Holy Cross Monastery
, West Park, NY
Numbers 6:22-27
Galatians 4:4-7
Luke 2:15-21
Click here for an audio version of the sermon.
At the beginning of a New Year, many people are thinking about their New Year's resolutions, wondering what aspect of their lives they want to focus on and try to improve. I have learned over the years to avoid making such resolutions because I know that I will eventually let them go. Change does not happen in my life by guilting myself into self-improvement.
What works better for me is the realization that any real change in my life comes from focussing not on me, but on God. As I grow closer to God, things in my life begin to change. So rather than trying to lay on the guilt, I think we all need to remember who we are, and that realization can help provide the grace we need to grow and become who God calls us to be.

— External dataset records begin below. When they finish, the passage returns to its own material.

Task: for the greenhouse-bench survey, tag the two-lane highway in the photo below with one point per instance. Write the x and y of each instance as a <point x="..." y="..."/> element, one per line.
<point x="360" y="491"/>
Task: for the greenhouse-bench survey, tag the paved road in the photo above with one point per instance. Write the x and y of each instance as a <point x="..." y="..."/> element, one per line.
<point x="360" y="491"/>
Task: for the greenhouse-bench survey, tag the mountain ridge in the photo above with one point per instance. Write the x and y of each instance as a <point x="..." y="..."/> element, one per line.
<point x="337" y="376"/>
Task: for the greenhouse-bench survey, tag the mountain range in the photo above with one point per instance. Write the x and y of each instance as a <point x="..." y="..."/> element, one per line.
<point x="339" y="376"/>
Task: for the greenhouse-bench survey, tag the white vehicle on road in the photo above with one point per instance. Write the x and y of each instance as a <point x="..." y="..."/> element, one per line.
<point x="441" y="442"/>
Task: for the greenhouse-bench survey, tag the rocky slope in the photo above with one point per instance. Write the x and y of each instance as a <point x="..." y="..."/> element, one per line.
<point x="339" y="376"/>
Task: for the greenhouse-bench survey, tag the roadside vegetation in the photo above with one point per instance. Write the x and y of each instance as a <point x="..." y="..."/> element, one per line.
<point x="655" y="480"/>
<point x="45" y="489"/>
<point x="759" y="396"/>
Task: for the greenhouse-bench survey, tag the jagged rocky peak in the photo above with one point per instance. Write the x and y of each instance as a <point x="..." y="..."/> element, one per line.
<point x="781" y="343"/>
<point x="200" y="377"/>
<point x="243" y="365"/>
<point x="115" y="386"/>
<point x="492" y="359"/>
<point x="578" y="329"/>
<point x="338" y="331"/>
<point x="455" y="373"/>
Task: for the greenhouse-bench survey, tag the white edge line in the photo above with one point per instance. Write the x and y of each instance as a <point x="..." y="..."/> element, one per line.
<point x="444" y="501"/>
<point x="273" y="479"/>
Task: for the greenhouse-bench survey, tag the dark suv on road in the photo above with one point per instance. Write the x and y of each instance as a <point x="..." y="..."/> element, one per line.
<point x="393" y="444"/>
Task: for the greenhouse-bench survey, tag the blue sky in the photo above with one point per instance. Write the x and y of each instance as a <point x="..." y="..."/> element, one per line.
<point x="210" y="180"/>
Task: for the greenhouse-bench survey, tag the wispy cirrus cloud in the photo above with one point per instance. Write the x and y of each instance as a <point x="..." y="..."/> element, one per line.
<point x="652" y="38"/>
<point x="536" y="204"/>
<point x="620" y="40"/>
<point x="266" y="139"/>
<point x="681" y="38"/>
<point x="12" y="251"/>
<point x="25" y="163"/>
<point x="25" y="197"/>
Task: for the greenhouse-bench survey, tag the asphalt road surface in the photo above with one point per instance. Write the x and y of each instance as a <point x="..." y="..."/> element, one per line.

Paul reminds the Galatians that “God has sent the Spirit of his Son into our hearts, crying, “Abba! Father!” So you are no longer a slave but a child, and if a child then also an heir, through God.” As I have said before, we are members of the GOD family, and our status as children of God is something that we would do well to ponder over and over again in our hearts, just as Mary pondered the words and events of the birth of her child.
What a tremendous privilege we have to be adopted members of God's family. St. Athanasius,
bishop of Alexandria, put it this way: “God became a human being so that human beings could become like God.” That is our call, and pondering that call can create in us the desire to be who we already are. Pondering can help us to be grateful for the gift of God's life, and that gratitude can move us, just like the shepherds, to glorify and praise God for the tremendous gift of God's life in us.
Last night at Vespers, we heard St. Basil the Great say it this way: “Let us give glory to God with the shepherds, let us dance in choir with the angels, for 'this day a Savior has been born to us, the Messiah and Lord.' He is the Lord who has appeared to us, not in his divine form, in order not to terrify us in our weakness, but in the form of a servant, that he might set free what had been reduced to servitude.”
And that's why we gather here on this first day of a New Year, to hear God's word and to give thanks and praise to God for the Word made flesh, Jesus Christ, our brother, and our God. As we receive his Body and Blood, we become what we eat, The Body of Christ, given for the world.